Les lunettes de geek, "le meilleur coup jamais réalisé"

Sucupira, qui a recruté au fil des années Flavio Alvaro ou Wagner Mota pour renforcer son staff, se félicite d’avoir su créer à São Paulo une "famille". Mais il est aussi parvenu à signer un superbe coup marketing: celui des… lunettes. En geeks revendiqués, les Fighting Nerds arborent avec fierté tout au long des fight weeks – et même dans la cage après leurs combats – une paire de lunettes faussement rafistolées. Un petit accessoire devenu marque de guerre, un signe distinctif repris par les fans et de nombreuses personnalités à l’image de Mark Zuckerberg ou d’Elon Musk. Avec, à chaque fois, des clichés bombardés en masse sur les réseaux sociaux.

"Les lunettes, c’est le meilleur coup marketing jamais réalisé", s’amuse Carlos Prates. "Un truc facile, qui n’a pas coûté cher. Tout le monde a adoré. Et aujourd’hui, tout le monde est fier de les porter."

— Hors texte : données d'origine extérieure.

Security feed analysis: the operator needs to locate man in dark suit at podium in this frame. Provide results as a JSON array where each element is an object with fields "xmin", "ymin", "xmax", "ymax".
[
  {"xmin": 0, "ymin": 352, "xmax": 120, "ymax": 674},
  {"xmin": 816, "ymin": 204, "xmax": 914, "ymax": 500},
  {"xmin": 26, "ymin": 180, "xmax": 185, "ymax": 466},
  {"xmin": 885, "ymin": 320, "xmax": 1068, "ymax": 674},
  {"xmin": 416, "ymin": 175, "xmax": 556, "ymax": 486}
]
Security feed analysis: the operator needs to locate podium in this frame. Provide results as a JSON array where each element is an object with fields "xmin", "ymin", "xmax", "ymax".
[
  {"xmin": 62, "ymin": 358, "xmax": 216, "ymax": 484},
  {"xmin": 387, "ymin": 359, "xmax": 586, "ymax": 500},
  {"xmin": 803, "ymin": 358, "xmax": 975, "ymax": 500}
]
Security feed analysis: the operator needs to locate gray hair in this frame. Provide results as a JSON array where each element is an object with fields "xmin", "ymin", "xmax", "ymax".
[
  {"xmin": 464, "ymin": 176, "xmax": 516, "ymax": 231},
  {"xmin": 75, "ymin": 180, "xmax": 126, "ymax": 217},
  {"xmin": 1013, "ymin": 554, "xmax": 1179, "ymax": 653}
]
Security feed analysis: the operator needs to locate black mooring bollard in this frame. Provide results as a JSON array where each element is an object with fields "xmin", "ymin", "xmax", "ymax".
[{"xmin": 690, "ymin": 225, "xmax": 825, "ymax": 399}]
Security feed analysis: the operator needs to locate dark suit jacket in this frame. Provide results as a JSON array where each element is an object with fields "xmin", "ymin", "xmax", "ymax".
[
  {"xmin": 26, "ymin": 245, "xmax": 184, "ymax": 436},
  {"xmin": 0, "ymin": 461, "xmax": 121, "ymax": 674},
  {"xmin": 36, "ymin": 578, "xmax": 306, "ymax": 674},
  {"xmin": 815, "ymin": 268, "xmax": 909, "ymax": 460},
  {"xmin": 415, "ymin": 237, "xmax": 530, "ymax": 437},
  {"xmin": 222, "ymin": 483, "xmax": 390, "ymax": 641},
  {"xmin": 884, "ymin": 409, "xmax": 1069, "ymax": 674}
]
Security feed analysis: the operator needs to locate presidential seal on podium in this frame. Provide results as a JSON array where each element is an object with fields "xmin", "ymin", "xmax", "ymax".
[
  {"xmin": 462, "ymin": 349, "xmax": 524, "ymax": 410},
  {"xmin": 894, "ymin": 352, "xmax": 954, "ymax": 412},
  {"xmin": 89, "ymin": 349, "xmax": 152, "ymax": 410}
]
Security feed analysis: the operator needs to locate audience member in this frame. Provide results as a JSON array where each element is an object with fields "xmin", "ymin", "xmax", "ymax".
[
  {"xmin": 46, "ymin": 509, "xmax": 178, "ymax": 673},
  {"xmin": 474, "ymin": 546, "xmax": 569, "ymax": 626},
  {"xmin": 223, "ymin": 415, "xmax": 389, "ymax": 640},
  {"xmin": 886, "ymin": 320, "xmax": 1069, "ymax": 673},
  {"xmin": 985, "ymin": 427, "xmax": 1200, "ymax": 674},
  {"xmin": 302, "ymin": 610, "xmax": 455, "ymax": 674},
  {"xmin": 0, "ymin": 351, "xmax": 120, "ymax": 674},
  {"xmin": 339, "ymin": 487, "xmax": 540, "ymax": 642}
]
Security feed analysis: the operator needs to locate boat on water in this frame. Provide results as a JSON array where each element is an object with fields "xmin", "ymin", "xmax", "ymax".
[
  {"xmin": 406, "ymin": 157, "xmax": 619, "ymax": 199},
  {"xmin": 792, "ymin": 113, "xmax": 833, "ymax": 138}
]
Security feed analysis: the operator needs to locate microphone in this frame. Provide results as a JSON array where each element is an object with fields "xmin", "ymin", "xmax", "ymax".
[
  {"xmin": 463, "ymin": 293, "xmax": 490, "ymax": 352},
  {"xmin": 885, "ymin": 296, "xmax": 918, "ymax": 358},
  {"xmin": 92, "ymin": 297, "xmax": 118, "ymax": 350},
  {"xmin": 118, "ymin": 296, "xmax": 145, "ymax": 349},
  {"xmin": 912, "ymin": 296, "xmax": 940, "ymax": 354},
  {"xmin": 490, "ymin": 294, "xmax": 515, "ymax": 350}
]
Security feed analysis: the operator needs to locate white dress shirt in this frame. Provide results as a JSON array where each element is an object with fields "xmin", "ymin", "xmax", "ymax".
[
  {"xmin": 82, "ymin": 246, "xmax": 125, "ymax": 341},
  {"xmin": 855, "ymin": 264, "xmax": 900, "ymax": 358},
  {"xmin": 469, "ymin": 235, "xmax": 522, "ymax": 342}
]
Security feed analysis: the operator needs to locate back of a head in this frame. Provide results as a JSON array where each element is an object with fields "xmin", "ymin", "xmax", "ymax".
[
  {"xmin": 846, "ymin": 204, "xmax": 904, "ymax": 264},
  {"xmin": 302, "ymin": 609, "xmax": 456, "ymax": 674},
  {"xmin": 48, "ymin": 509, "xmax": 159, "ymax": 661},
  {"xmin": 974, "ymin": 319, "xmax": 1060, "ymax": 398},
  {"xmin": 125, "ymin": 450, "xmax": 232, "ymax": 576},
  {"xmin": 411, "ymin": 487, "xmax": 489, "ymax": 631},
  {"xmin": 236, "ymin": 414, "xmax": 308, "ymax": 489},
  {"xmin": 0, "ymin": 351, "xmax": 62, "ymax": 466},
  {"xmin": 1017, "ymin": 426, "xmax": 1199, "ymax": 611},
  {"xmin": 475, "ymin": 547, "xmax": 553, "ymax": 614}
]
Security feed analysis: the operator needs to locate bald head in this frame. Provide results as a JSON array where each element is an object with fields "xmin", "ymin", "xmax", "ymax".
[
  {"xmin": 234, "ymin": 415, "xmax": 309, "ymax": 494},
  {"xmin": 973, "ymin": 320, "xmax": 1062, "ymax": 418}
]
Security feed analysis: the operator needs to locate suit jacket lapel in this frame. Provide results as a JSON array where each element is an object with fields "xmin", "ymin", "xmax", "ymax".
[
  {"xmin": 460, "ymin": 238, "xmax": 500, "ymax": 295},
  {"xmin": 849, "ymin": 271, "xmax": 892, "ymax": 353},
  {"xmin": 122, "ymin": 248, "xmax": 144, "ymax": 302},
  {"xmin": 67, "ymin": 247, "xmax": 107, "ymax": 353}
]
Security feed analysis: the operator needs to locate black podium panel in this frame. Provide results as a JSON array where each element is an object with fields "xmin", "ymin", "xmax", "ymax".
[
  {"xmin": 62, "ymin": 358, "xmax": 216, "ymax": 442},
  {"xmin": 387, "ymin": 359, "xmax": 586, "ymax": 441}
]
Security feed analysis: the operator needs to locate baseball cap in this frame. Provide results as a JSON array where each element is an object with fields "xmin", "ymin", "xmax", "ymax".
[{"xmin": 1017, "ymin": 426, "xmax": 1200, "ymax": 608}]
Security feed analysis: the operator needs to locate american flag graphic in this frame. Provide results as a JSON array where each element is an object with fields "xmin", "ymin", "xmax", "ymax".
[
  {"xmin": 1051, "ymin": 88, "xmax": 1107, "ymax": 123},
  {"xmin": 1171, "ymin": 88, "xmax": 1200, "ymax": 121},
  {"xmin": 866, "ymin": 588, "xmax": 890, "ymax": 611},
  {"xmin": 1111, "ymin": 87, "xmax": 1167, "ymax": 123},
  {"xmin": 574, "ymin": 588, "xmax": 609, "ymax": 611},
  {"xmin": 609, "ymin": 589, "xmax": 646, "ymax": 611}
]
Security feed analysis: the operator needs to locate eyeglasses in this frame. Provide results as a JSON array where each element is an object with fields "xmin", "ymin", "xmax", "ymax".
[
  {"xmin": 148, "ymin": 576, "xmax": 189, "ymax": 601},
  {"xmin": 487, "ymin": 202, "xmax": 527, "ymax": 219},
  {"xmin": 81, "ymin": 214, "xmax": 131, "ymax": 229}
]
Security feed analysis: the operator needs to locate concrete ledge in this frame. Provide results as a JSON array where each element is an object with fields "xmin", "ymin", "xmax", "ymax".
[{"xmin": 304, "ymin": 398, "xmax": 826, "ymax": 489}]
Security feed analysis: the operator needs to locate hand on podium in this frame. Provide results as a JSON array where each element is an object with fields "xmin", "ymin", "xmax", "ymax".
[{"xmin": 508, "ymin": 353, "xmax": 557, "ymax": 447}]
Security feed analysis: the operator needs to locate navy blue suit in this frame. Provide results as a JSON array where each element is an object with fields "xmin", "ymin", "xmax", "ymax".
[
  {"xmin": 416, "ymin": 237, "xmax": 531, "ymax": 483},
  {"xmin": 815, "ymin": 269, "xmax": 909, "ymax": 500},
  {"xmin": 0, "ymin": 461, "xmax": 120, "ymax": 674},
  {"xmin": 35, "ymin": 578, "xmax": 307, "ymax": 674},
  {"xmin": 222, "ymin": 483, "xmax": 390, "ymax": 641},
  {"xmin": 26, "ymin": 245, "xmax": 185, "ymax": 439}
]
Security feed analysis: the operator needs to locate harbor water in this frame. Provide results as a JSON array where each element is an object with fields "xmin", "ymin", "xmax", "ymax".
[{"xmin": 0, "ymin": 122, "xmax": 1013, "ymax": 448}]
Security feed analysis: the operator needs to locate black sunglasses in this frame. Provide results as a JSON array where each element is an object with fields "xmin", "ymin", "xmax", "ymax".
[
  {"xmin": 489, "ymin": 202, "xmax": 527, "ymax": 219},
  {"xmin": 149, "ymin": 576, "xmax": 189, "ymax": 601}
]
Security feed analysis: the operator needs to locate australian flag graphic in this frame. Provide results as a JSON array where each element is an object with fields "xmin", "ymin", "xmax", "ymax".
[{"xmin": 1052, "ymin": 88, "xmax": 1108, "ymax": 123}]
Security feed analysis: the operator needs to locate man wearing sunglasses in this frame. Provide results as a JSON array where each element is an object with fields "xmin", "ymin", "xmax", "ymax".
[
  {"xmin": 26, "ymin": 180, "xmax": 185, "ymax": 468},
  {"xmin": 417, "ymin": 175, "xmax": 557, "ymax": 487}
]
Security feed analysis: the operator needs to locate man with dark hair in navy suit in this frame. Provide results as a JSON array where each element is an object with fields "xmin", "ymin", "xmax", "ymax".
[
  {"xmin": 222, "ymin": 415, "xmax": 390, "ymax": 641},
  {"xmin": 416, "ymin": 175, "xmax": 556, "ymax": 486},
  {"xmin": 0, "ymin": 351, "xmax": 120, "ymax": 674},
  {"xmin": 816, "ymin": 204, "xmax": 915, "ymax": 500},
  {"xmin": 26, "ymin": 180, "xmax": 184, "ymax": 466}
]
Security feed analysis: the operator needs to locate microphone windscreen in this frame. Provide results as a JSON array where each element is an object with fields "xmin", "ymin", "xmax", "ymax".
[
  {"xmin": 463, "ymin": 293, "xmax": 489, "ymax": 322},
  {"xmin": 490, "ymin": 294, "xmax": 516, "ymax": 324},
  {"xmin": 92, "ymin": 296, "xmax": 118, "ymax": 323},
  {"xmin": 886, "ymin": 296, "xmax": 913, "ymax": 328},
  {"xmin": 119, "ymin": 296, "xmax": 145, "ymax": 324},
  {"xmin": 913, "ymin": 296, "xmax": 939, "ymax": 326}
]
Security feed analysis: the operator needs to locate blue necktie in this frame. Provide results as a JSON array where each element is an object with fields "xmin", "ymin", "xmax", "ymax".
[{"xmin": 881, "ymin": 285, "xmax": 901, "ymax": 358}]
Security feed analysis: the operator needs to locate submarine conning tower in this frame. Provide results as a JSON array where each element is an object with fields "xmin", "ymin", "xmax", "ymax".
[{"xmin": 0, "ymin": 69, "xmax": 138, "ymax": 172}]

"C’est aussi un message pour toutes les personnes qui ont été victimes de harcèlement", veut croire Caio Borralho. "Certains enfants portent des lunettes, mais ils ont honte, car ils les trouvent moches. Imaginez pour eux ce que c’est de voir les meilleurs combattants du monde botter le cul des gens et porter ces lunettes avec fierté."

Carlos Prates à l'UFC en août 2025
Carlos Prates à l'UFC en août 2025 © Geoff Stellfox / GETTY IMAGES NORTH AMERICA / Getty Images via AFP

Des objets marketing, ou de véritables cracks?

Le chef de file des Fighting Nerds le reconnait toutefois: "On est très forts dans l’octogone, mais on est aussi très forts en dehors, avec toute la communication." Lunettes, réseaux, collaborations, produits dérivés… Les Brésiliens ont su optimiser et rentabiliser tout l’engouement autour d’eux, et se projettent désormais à l’international: les Nerds ont dernièrement accueilli dans leurs rangs des combattants étrangers, comme le Polonais Michal Oleksiejczuk (ancienne victime de Caio Borralho) et vont ouvrir une deuxième salle dans le New Hampshire, aux États-Unis, sous l’impulsion de Mauricio Ruffy. Au risque de perdre leur identité, de s’égarer? C’est une question. Comme celle de leur niveau réel.

Jusqu’à présent, aucun Nerd n’a obtenu de ceinture, de title shot, ni même atteint le top 5 de sa division. Et aucun, avant le grand test de l’UFC Paris, n’a remporté de combat face à un véritable tueur. Les voit-on plus beaux qu’ils ne sont? Vont-ils découvrir avec fracas leur plafond de verre? Réponse samedi soir à Bercy.